Sun-young bobbed her head along. "I see."

"So, with the help of the government computer scientists, great guys by the way, we wrote an algorithm that detected patterns in the way the encryption altered certain blocks of data. These minute alterations can lead to partial information about the primes used, enough to narrow down the potential range of factors significantly. There's still a lot of brute forcing involved but it turned RSA decrypting from impossible to possible."

"I get it. Abstract algebra, and knowledge of primes and multiplicative groups."

"Some statistics too."

"Like entropy?" When Kazi nodded, Sun-young hummed. "Discrete mathematics to create ciphers and statistics to break them. Am I getting this right?"

"Yeah, yeah, exactly!" 

Sun-young understood. Of course she did, she was well-educated and well-versed in language arts, math, English, and law. It wasn't until he got into the nitty-gritty that his explanations started to wear her down. 

For the first fifteen minutes, everything was okay. Kazi was able to talk with a smile. Bit by bit, as the conversation got more complicated, his smile faded. Sun-young was failing to understand. Even as he did his best to explain in simple terms, she had no idea what he was talking about and awkwardly nodded her head along. 
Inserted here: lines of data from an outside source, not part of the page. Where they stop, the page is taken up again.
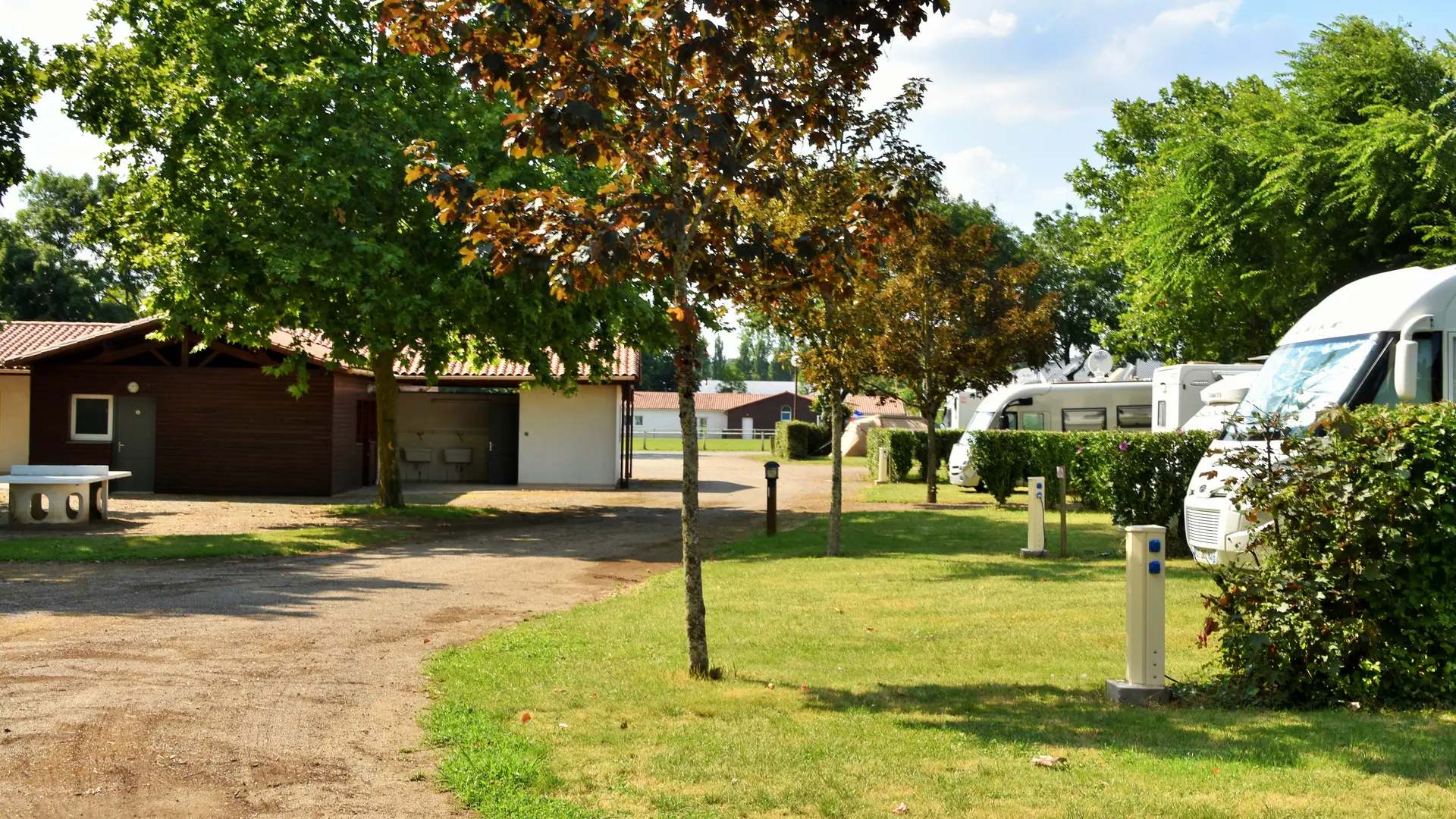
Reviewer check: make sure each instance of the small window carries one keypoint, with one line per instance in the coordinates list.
(1134, 417)
(1084, 420)
(91, 417)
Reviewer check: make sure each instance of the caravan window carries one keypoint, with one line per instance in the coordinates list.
(1084, 420)
(1136, 417)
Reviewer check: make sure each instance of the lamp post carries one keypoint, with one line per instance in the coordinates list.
(770, 472)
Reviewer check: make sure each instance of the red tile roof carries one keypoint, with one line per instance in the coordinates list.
(871, 406)
(20, 338)
(625, 368)
(702, 401)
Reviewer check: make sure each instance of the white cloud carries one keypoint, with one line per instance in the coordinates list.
(1128, 50)
(938, 31)
(977, 174)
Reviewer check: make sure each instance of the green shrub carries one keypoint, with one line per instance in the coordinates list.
(1354, 599)
(906, 447)
(1138, 477)
(795, 441)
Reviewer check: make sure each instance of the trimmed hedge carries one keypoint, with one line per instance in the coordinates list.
(906, 447)
(1356, 595)
(795, 441)
(1138, 477)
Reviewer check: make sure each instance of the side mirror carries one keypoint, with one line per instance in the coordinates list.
(1407, 357)
(1407, 354)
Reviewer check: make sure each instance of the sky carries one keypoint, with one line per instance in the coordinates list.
(1018, 88)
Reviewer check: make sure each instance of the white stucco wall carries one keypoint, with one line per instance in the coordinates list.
(15, 420)
(664, 422)
(571, 441)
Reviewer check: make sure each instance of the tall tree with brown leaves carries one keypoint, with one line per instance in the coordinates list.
(948, 321)
(680, 102)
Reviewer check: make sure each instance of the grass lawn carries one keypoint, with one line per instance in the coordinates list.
(934, 665)
(69, 548)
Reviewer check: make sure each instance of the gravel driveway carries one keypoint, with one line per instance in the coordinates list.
(290, 687)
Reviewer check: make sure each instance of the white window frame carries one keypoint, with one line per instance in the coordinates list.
(111, 419)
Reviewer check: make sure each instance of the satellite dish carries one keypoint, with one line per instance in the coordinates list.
(1100, 362)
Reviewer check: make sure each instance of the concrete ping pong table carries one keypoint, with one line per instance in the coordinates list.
(74, 494)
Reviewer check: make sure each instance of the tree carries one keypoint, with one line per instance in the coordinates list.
(55, 270)
(731, 379)
(267, 184)
(843, 203)
(1237, 207)
(946, 321)
(682, 102)
(1088, 284)
(19, 89)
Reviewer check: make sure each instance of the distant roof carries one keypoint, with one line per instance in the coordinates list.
(875, 406)
(20, 338)
(705, 401)
(626, 365)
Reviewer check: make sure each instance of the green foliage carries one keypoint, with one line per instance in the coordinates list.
(1237, 207)
(906, 447)
(19, 89)
(267, 186)
(1354, 598)
(1138, 477)
(795, 441)
(55, 265)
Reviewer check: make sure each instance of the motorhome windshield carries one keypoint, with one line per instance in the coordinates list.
(1302, 379)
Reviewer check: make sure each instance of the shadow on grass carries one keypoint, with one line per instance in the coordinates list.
(1408, 745)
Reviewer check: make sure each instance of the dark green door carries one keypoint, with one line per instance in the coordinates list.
(134, 445)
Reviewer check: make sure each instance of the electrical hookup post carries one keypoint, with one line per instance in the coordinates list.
(1036, 518)
(1147, 563)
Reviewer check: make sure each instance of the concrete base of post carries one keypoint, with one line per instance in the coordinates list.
(1125, 692)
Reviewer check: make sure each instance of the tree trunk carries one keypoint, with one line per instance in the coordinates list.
(836, 484)
(688, 417)
(386, 413)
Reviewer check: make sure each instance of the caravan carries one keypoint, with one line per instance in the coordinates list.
(1178, 391)
(1060, 407)
(1379, 340)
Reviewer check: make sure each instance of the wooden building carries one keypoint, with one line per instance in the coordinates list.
(212, 422)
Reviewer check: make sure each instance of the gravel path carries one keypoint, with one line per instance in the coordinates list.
(290, 687)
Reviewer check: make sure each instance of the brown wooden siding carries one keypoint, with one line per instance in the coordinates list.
(348, 452)
(220, 430)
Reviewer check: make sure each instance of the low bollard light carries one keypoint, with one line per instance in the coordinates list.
(770, 472)
(1145, 681)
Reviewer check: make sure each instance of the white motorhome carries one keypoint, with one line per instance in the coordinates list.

"I think I get it," Sun-young said, though her tone suggested otherwise.

Kazi chuckled softly, deciding to end it with a joke. "You know, there's a joke among cryptographers: Why do we always get invited to parties? Because we're really good at keeping secrets!"

Blank face. She did not find that funny in the slightest.

Kazi smiled again, though it was a bit more subdued. "Ahem, anyway, you should get back to meditating. Maybe next time we can talk about something less cryptic!"

Eh?

Eh?

Another attempt at a joke. Sun-young's smile returned, albeit a bit strained. "Sure."